Anyone could have. I was in Dom’s car, pushing to leave the second the last U-Haul door slammed shut.

As we leave my small hometown behind us, I glance in the rearview mirror and shake my head. “It’s time to start over. It was home, but it hasn’t been home for a long time. When all the people I love died, it became a cage.”

He presses a kiss on my knuckles. “Then I’ll help you sell it.”

I sigh, not looking forward to all the paperwork I have soon coming my way with the sale of two houses, and a divorce that I no longer need. Bryce’s death means I’m a widow instead of a divorcée. At least, according to the courts. I stopped being Bryce’s wife when I left him.

“I have a question,” Dom says.

“Yeah?” I turn to face him.

“When you were a kid, did you have any pets?”

I eye him curiously. “Yeah, a dog called Pepper. Why?” She was a tiny white Shih Tzu that my parents got for me because I was scared of dogs and they didn’t want me to be. I loved Pepper so much. When she died, I never wanted another dog. None would ever come close to her.

He starts laughing. “Nothing.”

“Dom, what is it?”

“Galen said if you’d had pets when you were younger, it might be a sign you liked animals, and wouldn’t leave me if I told you what I was.”

I stare at him. “But wolves aren’t like dogs.”

I mean, maybe they kind of are from a distance. But wolves are predators. Dogs are, well… dogs.

He kisses my knuckles. “If you would please tell him that, presumably at the kitchen table where everyone is around to laugh, I would appreciate it.”

I grin at him. “Okay.”

He squeezes my hand before releasing it. “Now we’re on the highway, you’re on radio duty.”

“And I can pick anything?” I grin at him.

He changes lanes and gives me a defeated look. “I just signed myself up for six hours of Taylor Swift, didn’t I?”

“Well, maybe not exactly six.”

And no, I do not inflict six hours of Taylor Swift on Dom. He would let me, but I don’t. We share radio duty along with the driving and the snacks.

It’s the perfect partnership.

Dom and I marry at night, in a lightning storm two weeks after his birthday.

Galen conducts the ceremony. I wear a white strappy summer dress, and a flower headband with peonies and wildflowers in my hair. Dom just wears white trousers.

No, it doesn’t make sense to wear a flower headband in a lightning storm, or even to get married under one. But to me, it’s perfect. And to Dom, it’s his perfect birthday.

So it is perfect.

And after Dom kisses me, I meet the growly, surprisingly cuddly, and protective wolf side of him.

We spend the next hour laughing in the rain, chasing each other and kissing as his packmates melt away. When the rain gets too much, even for us, Dom carries me up to the ladder to the straw bed in the outbuilding.

I’m lying on the straw as he braces himself over me, his bent elbow beside my head, and a smile in his eyes. “Did I make you happy today?”
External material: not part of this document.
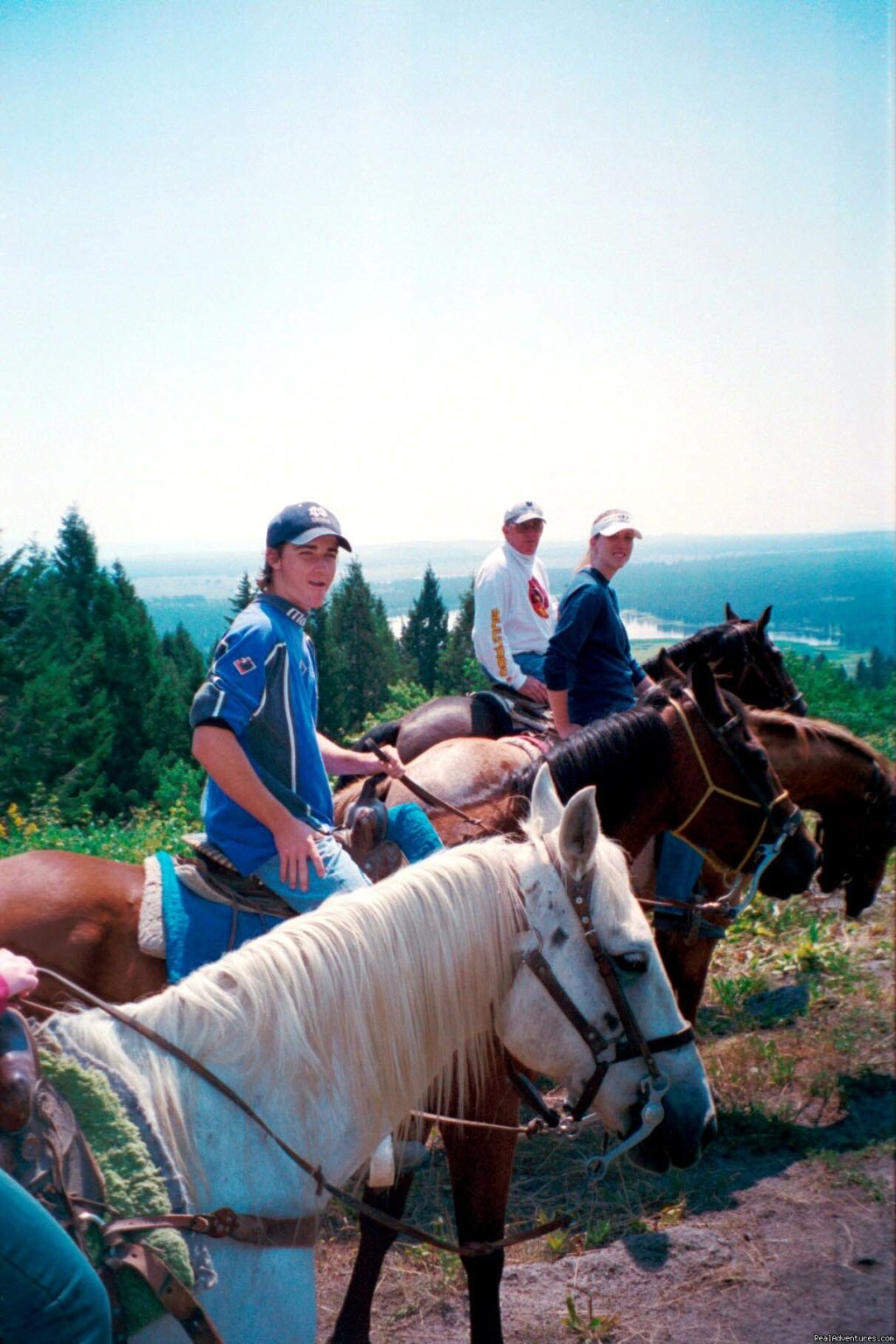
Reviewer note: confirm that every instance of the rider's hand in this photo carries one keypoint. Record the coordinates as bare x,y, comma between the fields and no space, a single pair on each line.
296,845
18,972
393,765
535,690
He asks me every day. The last question of the day is always that.

“You did. But…”

He pauses before he can kiss me. “But what?”
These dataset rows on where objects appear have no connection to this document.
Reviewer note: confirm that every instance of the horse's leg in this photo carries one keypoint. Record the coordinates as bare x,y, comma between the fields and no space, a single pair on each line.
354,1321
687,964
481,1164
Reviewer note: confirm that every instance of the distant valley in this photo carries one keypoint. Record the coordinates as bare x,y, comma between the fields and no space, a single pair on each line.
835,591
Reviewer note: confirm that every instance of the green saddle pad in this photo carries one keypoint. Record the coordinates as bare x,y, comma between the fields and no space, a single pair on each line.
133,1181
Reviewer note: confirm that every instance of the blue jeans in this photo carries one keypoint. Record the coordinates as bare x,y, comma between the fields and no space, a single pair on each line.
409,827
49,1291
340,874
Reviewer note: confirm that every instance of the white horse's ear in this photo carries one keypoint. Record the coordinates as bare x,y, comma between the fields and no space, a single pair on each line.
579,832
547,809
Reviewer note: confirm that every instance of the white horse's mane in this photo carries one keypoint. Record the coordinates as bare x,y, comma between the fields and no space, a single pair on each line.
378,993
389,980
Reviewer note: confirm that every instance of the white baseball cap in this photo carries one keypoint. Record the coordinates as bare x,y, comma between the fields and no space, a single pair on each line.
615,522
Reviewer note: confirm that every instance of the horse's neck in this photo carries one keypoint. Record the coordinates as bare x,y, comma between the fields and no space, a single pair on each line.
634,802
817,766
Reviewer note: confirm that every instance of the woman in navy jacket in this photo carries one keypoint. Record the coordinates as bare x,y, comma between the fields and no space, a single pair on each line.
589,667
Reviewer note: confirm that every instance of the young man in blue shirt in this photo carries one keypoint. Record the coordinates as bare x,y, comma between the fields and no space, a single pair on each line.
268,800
I kiss him, soft, sweet, and exactly how I’ve wanted to all day. “I’m not sure I made you as happy as you made me.”

“You did. How tired are you?” His fingers grip the bottom of my white dress, and he slowly tugs it up. It’s strange to see the silver wedding band that I slid on his finger an hour ago. He slid a thinner, matching silver ring onto mine. We chose them together, with help from Noel and Melissa, the married owners of the jewelry store.
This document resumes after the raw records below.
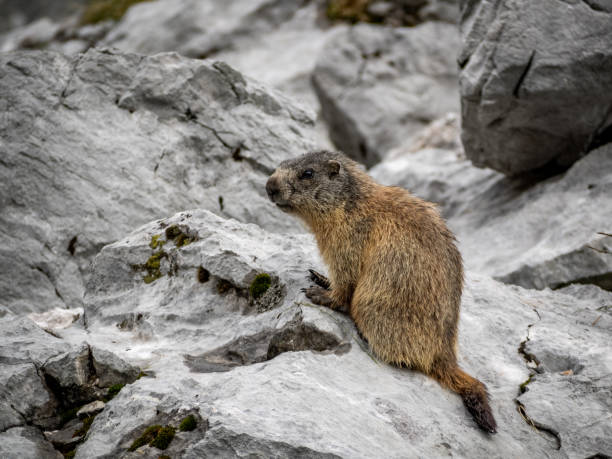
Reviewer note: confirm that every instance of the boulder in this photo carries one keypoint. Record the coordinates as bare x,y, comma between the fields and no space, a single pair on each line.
43,382
536,79
26,443
96,145
534,234
380,85
294,380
I wasn’t sure where the ring would go when he became a wolf, and he didn’t want to lose it in the rain, so he put it on my necklace so I could wear it for him. And as soon as he shifted back to his human form, it was the first thing he asked for.

After he kissed me, of course.

“Not too tired for that.” I smile.

He kisses my lips, then right beside my mouth. “This freckle had to be the first.”

“The first?”

“The first.” And he kisses each and every freckle. I assume he does, because the day has been a long one, and he takes his time doing it.

When I wake up, we’re back in our bed, my rain-dampened skin dry, and I have a warm comforter over me as Dom snores beside me. It’s late. The house is quiet and there’s not even a hint of moonlight peeping in from the edge of the curtains.

Then I wake him up.

He doesn’t have any freckles, so it doesn’t take nearly as much time to kiss him all over.

That doesn’t mean I don’t take my time.